From the Pastor
Message from Jim
Message from Pastor Jim

CRELIN, JIM

 

From Pastor Jim

While the start of the liturgical calendar is the first Sunday of Advent, January 1 remains a popular global holiday for celebrating the new year. (January 1 as New Year’s Day has Christian origins, too, since the Gregorian calendar was introduced by Pope Gregory XIII in 1582). Some churches hold watchnight services on New Year’s Eve. Other Christians join in the traditional effort to make and keep New Year’s resolutions.

One possible resolution for 2019 might be for Christians to work on being kind to one another. In his biography of Francis Schaeffer, An Authentic Life, Colin Duriez tells us that Schaeffer was known for his kindness. In Escape from Reason, Schaeffer recounts meeting a young man who attended one of his lectures. He describes him as having a “good-looking, sensitive face, long curly hair, sandals on his feet and ... wearing blue jeans.” Schaeffer greeted him the next day, provoking this response: “Sir, that was a beautiful greeting. Why do you greet me like that?” The great evangelist and apologist replied, “Because I know who you are--I know that you are made in the image of God.”

I hope we learn from that experience that greetings matter. Jesus knew this: “If you greet only your own people, what are you doing more than others? Do not even pagans do that?” (Matt. 5:47)

Our parents taught us that character is largely formed through manners, even by how we acknowledge the presence of others. In 2019, walk down city streets and there are no greetings. People would find it odd if others greeted them with a “Good morning” or a “Hello.” It’s sad that people are afraid to greet one another positively. I would hope that our Sun City West and surrounding communities are different. We wear name tags! We should be able to greet one another warmly.

Douglas R. Groothuis, professor of philosophy at Denver Seminary, has noted, “Even in seemingly small ways, we contribute to each other’s destiny through our speech and our silence.” His words make us reflect and ask, as we begin a new year, a time in which we re-evaluate many of our habits: How might one develop good habits in greeting other people?

Groothuis offers some ideas that I have abbreviated here. Throughout the day, we can pronounce a silent blessing on those we encounter. Groothuis offers an example. He says he often prays silently for a person he he has just walked by, “May God bless you and keep you, make his face shine upon you, and give you peace.” If you need more ideas for blessings to pray, the Bible is packed with blessings and benedictions for our discovery and use. Thinking and praying this way opens us up to greeting people with heartfelt good wishes and without fear.

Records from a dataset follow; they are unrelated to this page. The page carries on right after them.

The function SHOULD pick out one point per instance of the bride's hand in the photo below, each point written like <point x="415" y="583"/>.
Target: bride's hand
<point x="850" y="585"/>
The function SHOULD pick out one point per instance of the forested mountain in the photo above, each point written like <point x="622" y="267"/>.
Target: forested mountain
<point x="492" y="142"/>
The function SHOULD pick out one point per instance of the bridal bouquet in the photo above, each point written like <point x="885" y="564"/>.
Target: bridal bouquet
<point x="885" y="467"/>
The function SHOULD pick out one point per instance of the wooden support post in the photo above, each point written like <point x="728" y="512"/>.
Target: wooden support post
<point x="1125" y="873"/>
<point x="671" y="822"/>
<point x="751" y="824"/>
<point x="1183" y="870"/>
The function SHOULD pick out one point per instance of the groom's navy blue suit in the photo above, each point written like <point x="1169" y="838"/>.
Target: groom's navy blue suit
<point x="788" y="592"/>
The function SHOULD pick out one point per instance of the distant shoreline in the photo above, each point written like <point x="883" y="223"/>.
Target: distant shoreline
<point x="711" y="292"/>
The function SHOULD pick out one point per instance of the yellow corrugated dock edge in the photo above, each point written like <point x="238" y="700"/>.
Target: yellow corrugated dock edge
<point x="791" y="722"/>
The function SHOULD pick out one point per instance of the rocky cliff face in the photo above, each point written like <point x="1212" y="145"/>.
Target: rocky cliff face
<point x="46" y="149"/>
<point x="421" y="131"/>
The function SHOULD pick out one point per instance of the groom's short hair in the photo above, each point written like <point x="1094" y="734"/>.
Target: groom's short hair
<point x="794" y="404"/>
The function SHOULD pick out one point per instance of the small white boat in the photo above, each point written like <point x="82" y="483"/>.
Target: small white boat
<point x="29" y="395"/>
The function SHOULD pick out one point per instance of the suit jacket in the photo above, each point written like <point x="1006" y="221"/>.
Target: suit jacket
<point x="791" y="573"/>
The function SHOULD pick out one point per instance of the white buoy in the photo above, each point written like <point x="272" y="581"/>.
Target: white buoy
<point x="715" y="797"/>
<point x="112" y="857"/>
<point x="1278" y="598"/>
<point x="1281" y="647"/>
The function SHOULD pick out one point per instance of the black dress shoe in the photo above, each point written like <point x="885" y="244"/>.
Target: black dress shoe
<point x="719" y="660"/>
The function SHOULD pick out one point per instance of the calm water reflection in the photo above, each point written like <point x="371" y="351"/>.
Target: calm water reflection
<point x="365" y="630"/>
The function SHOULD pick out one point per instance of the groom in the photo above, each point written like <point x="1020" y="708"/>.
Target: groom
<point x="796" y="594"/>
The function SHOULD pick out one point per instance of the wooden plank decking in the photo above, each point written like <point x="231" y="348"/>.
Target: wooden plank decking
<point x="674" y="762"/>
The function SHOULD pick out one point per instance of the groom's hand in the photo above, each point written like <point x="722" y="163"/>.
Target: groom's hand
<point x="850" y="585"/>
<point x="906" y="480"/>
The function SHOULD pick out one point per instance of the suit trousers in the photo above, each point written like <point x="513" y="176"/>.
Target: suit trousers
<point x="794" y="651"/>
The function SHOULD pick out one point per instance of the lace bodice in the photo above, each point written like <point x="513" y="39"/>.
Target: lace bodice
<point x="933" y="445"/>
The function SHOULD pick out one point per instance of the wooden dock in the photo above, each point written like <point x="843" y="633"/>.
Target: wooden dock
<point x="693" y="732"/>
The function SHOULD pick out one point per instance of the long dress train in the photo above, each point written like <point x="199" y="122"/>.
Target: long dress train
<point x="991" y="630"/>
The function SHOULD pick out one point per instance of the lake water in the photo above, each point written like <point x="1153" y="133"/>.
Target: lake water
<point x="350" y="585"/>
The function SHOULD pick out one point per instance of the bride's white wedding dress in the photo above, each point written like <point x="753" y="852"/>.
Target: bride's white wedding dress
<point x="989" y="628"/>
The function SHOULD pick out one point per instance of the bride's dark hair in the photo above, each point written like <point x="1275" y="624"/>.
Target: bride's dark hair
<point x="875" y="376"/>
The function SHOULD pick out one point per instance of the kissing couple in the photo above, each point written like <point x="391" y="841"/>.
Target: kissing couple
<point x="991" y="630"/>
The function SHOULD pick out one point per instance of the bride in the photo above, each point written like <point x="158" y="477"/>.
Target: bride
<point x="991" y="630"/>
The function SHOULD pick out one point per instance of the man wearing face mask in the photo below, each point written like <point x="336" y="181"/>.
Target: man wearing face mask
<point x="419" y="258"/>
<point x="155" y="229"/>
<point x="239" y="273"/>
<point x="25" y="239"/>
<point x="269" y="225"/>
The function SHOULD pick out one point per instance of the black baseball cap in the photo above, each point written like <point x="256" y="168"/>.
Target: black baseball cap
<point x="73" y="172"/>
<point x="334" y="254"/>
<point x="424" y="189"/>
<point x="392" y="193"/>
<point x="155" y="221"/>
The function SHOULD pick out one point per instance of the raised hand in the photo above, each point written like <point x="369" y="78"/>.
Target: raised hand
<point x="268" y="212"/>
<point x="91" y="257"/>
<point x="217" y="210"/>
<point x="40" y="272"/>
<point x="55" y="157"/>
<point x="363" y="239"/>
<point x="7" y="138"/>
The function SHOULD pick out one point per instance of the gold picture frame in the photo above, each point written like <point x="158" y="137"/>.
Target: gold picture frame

Another idea might be to not greet everyone we see with words, but we can at least acknowledge them with brief eye contact or a smile. Be positive! I have disciplined myself to do this.  I intentionally try to smile at those I pass by as I walk. I have found that more than half the people I walk by divert their eyes away from making eye contact. Of course, maybe they were just lost in thought and concerned about what they had to get done.

Other settings call for more involvement, as when we meet our waiter or barista. Be positive and greet these people who are serving you with a smile and kind words. The German philosopher, Immanuel Kant, had it right in one of his formulations of the categorical imperative: “Always act in such a way that you treat Humanity, whether in your own person or in the person of another as an end in itself and never merely as a means.”

One need not exchange names to recognize a person as valuable in their own right or a center of irreplaceable worth. A sincere “hello” and a smile may be enough. Perhaps one could say something complimentary to the person but without being too personal. Too many busy, multitasking people focused on electronics barely acknowledge the humanity of their servers, especially in settings of rapid delivery, such as Starbucks.

When being introduced to an image-bearer of God, kindness leads us to make eye contact, smile and offer appropriate touch, which is usually a handshake. Those from non-American cultures will have different sensibilities, and this should be kept in mind. (In some cultures, it is forbidden for men to touch women in public.) I have found that after being introduced or introducing yourself, saying something kind (but not silly) will tend to put people at ease. It seems like a small thing, but it really isn’t. How we greet--or fail to greet--others says much about our character. Especially in the church, we ought to greet our brothers and sisters in Christ with a warm greeting on Sunday mornings, as well as throughout the week. In the power of the Holy Spirit, we ought acknowledge the presence of people by recognizing them for who they are: creatures made in God’s image.